For as often as it’s said that SCA scanning is commoditized, there are major differences between each of the scanners and their capabilities. These differences aren’t always clear, as it's easy to get stuck in the mire of function reachability, language support, transitive dependencies, and the list goes on.
In this article, we’ll do a comparison of Snyk and Aikido’s features, primarily covering detections, reachability, and workflows. In the long run, I hope to extend this testing out across other providers, so if you have any feedback, please let me know. If you’d like to add any further examples, please feel free to add a pull request to the repo.
For testing SCA in my insecure-kubernetes-deployments repo, I have a few different categories of vulnerabilities. In my JavaScript files, I import three vulnerable libraries: semver, lodash, and json5 (but as a transitive dependency of babel/core, without declaring it in the package.json). In my python files, I import requests, cryptography, and flask. I use cryptography and requests in a script that doesn’t actually get deployed anywhere (in fact it’s a ransomware script, to test contextually if scanners can tell what’s happening), but I do use flask in my web app. If I did deploy that script, I would be vulnerable to 3 vulnerabilities on Requests, and 2 vulnerabilities on Cryptography.

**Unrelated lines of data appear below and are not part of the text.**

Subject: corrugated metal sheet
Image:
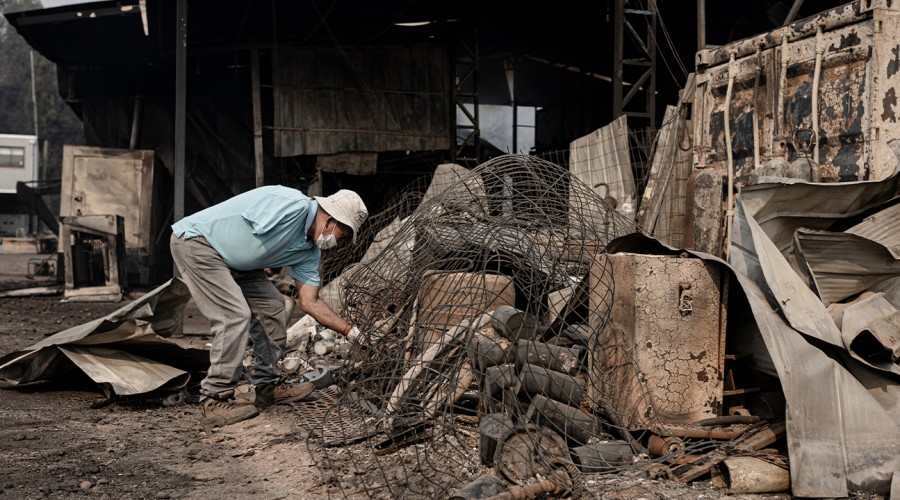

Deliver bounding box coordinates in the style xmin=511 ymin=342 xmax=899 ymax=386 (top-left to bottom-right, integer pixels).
xmin=793 ymin=228 xmax=900 ymax=305
xmin=739 ymin=164 xmax=900 ymax=256
xmin=838 ymin=293 xmax=900 ymax=375
xmin=847 ymin=201 xmax=900 ymax=259
xmin=731 ymin=199 xmax=844 ymax=349
xmin=569 ymin=115 xmax=637 ymax=222
xmin=638 ymin=74 xmax=695 ymax=247
xmin=273 ymin=45 xmax=451 ymax=157
xmin=729 ymin=195 xmax=900 ymax=497
xmin=0 ymin=279 xmax=209 ymax=396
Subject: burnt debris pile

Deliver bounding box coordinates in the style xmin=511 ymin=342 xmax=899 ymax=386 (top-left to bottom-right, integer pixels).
xmin=309 ymin=155 xmax=742 ymax=498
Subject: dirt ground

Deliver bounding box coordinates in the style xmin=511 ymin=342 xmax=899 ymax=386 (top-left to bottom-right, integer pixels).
xmin=0 ymin=252 xmax=883 ymax=500
xmin=0 ymin=253 xmax=337 ymax=499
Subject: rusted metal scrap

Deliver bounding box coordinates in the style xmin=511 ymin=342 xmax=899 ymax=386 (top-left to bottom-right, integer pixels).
xmin=672 ymin=420 xmax=787 ymax=483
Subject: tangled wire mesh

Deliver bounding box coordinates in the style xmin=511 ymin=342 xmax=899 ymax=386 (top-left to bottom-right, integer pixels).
xmin=305 ymin=154 xmax=733 ymax=499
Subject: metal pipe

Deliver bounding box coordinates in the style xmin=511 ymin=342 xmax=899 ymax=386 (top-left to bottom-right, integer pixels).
xmin=783 ymin=0 xmax=805 ymax=26
xmin=724 ymin=53 xmax=736 ymax=259
xmin=812 ymin=26 xmax=824 ymax=164
xmin=29 ymin=50 xmax=40 ymax=235
xmin=696 ymin=1 xmax=853 ymax=68
xmin=661 ymin=426 xmax=747 ymax=440
xmin=752 ymin=46 xmax=762 ymax=169
xmin=613 ymin=0 xmax=624 ymax=117
xmin=778 ymin=37 xmax=788 ymax=138
xmin=174 ymin=0 xmax=187 ymax=221
xmin=695 ymin=415 xmax=761 ymax=426
xmin=697 ymin=0 xmax=705 ymax=51
xmin=29 ymin=51 xmax=39 ymax=139
xmin=251 ymin=48 xmax=264 ymax=187
xmin=647 ymin=434 xmax=686 ymax=458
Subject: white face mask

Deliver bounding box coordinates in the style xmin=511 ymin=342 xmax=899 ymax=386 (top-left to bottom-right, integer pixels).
xmin=316 ymin=225 xmax=338 ymax=250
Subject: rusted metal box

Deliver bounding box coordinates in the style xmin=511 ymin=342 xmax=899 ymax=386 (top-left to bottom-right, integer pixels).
xmin=59 ymin=146 xmax=161 ymax=286
xmin=416 ymin=271 xmax=515 ymax=345
xmin=693 ymin=0 xmax=900 ymax=184
xmin=61 ymin=214 xmax=126 ymax=302
xmin=587 ymin=253 xmax=726 ymax=428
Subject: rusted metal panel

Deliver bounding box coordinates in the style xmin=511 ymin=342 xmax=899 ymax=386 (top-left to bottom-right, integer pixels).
xmin=569 ymin=115 xmax=637 ymax=223
xmin=696 ymin=2 xmax=873 ymax=68
xmin=588 ymin=252 xmax=724 ymax=428
xmin=59 ymin=145 xmax=160 ymax=286
xmin=613 ymin=231 xmax=900 ymax=497
xmin=273 ymin=45 xmax=451 ymax=156
xmin=847 ymin=201 xmax=900 ymax=257
xmin=694 ymin=0 xmax=900 ymax=185
xmin=638 ymin=72 xmax=695 ymax=248
xmin=868 ymin=0 xmax=900 ymax=180
xmin=685 ymin=167 xmax=724 ymax=256
xmin=793 ymin=228 xmax=900 ymax=305
xmin=728 ymin=197 xmax=900 ymax=497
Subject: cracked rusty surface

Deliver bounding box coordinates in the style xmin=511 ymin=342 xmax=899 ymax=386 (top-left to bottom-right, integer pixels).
xmin=588 ymin=253 xmax=724 ymax=428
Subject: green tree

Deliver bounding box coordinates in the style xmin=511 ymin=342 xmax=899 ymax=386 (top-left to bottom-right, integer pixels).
xmin=0 ymin=0 xmax=83 ymax=183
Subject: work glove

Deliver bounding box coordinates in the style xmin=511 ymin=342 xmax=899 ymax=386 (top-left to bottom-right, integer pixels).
xmin=346 ymin=325 xmax=361 ymax=344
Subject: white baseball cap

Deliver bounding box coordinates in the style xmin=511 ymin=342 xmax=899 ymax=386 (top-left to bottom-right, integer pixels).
xmin=314 ymin=190 xmax=368 ymax=244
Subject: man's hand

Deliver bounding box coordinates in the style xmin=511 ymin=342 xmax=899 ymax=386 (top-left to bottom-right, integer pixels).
xmin=296 ymin=280 xmax=353 ymax=335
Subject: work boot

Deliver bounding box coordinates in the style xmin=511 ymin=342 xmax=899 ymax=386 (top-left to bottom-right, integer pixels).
xmin=255 ymin=381 xmax=315 ymax=409
xmin=201 ymin=391 xmax=259 ymax=427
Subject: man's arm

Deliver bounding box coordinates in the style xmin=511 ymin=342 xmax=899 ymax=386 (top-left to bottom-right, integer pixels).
xmin=295 ymin=280 xmax=353 ymax=337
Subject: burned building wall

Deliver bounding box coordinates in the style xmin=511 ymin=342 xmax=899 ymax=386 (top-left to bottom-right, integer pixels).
xmin=693 ymin=0 xmax=900 ymax=185
xmin=272 ymin=45 xmax=452 ymax=157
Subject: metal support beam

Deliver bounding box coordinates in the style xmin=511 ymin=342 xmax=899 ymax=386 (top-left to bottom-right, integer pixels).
xmin=29 ymin=50 xmax=40 ymax=235
xmin=452 ymin=29 xmax=480 ymax=165
xmin=613 ymin=0 xmax=624 ymax=119
xmin=174 ymin=0 xmax=187 ymax=221
xmin=697 ymin=0 xmax=706 ymax=50
xmin=613 ymin=0 xmax=658 ymax=129
xmin=505 ymin=58 xmax=517 ymax=153
xmin=783 ymin=0 xmax=805 ymax=25
xmin=251 ymin=48 xmax=264 ymax=187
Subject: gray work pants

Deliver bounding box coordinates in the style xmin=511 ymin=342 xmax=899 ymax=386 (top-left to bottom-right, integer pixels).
xmin=170 ymin=234 xmax=287 ymax=396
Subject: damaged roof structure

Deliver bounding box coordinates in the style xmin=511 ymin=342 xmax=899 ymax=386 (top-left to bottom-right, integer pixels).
xmin=1 ymin=0 xmax=900 ymax=499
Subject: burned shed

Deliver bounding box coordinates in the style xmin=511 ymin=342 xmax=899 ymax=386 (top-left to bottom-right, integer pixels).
xmin=3 ymin=1 xmax=898 ymax=499
xmin=2 ymin=0 xmax=856 ymax=285
xmin=4 ymin=0 xmax=638 ymax=213
xmin=2 ymin=1 xmax=848 ymax=203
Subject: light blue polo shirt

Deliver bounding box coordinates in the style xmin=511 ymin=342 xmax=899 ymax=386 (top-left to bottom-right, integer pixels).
xmin=171 ymin=185 xmax=322 ymax=286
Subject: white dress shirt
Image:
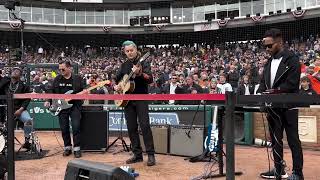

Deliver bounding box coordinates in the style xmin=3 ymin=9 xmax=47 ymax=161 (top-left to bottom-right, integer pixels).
xmin=169 ymin=82 xmax=177 ymax=104
xmin=270 ymin=57 xmax=282 ymax=87
xmin=217 ymin=83 xmax=233 ymax=94
xmin=244 ymin=84 xmax=250 ymax=95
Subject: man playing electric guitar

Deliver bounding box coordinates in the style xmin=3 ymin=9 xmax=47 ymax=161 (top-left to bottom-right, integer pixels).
xmin=114 ymin=40 xmax=156 ymax=166
xmin=44 ymin=61 xmax=85 ymax=158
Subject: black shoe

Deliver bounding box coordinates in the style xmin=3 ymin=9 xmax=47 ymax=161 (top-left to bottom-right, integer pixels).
xmin=147 ymin=155 xmax=156 ymax=166
xmin=22 ymin=141 xmax=31 ymax=150
xmin=63 ymin=149 xmax=72 ymax=157
xmin=126 ymin=155 xmax=143 ymax=164
xmin=74 ymin=151 xmax=82 ymax=158
xmin=260 ymin=168 xmax=288 ymax=179
xmin=287 ymin=171 xmax=304 ymax=180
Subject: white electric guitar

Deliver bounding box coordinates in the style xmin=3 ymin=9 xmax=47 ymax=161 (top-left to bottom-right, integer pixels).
xmin=49 ymin=80 xmax=110 ymax=116
xmin=204 ymin=106 xmax=219 ymax=152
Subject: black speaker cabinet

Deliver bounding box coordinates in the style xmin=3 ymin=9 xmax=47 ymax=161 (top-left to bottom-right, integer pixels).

To sum up the vulnerabilities, between Python and Javascript, there are 6 dependencies imported, 3 actually exploitable vulnerabilities, and about 400 raw CVEs. 2 of those exploitable vulnerabilities are via direct dependencies, and 1 is via a transitive dependency. From a runtime vs. static reachability perspective, if you don’t expect your scanner to know the ransomware script is never actually run (static), then there are 5 additional exploitable vulnerabilities, depending on runtime context a static scanner cannot know.
The goal of this assessment is to discover these three vulnerabilities with fewest false positives as possible. To keep things simple, the repo was scanned only via importing the code via Github.
Testing Results
For understanding these results, the goal is a low overall vulnerability count (low false positives), without missing any vulnerabilities as a result (low false negatives).

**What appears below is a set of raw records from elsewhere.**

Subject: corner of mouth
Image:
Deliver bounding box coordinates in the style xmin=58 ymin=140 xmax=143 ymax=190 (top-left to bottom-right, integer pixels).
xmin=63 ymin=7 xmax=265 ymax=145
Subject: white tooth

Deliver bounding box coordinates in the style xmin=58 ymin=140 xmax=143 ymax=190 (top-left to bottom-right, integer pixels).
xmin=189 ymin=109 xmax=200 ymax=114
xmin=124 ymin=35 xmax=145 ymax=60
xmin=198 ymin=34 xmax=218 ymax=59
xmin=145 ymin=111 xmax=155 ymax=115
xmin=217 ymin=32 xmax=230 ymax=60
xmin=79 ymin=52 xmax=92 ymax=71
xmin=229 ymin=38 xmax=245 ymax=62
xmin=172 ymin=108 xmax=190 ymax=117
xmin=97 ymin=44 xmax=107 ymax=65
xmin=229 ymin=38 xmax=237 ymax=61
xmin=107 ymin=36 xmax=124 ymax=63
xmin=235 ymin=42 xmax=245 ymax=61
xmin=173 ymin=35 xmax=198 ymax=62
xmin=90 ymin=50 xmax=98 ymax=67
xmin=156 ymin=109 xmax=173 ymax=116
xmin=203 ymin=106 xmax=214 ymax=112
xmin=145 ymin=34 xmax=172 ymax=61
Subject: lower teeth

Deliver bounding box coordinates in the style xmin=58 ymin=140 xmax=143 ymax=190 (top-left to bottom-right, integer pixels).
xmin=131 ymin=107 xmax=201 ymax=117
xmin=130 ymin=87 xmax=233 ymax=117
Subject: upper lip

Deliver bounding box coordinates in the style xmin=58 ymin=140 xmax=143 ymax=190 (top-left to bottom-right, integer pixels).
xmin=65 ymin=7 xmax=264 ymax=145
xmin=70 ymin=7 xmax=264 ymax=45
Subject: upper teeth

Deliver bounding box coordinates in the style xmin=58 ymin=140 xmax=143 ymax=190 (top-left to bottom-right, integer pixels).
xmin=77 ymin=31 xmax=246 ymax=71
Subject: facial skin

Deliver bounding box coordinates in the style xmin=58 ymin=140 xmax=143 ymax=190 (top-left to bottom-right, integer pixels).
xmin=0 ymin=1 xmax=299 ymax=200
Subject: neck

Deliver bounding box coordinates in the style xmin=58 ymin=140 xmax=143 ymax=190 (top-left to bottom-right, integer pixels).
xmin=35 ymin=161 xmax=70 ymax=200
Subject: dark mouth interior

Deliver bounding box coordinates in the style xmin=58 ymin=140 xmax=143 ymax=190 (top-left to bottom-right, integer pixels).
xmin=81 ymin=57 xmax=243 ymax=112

*That really large light blue bar is Python Cryptography. It turns out cryptography vulnerabilities are complicated (see appendix, and data breakdown). Both tools ultimately suggested the same upgrade to fix everything, but the appendix has a fascinating breakdown of different scanner results due to the OpenSSL wheel used when building different versions of Cryptography.
Detection Results
From the above results table, Aikido appears to be doing slightly more advanced reachability analysis, but especially compared to Snyk’s non-enterprise tier which does not include reachability. Additionally, reachability varies widely by language, so these results may differ across different languages, this test was only JavaScript.
Here are some very important caveats!
The Cryptography package attributed to the large skew in percentages, and those findings are incredibly debatable (see appendix). That’s why the graph adjusts for this package.
My sample size is really really small, but speaks to the complexity of scanner comparisons. Digging into vulnerabilities and determining reachability is no small task, which is why I typically emphasize patching over determining exploitability. Believe me, I could’ve patched these packages in much less time than figuring out any one of these vulnerabilities.
There were more irrelevant Lodash findings from Snyk, but those findings were from their original research. That’s why the lower percentage for true positive rate could be viewed as a pro or a con: Snyk has a surprising amount of original vulnerability research, which is why their write ups are typically well referenced in practice.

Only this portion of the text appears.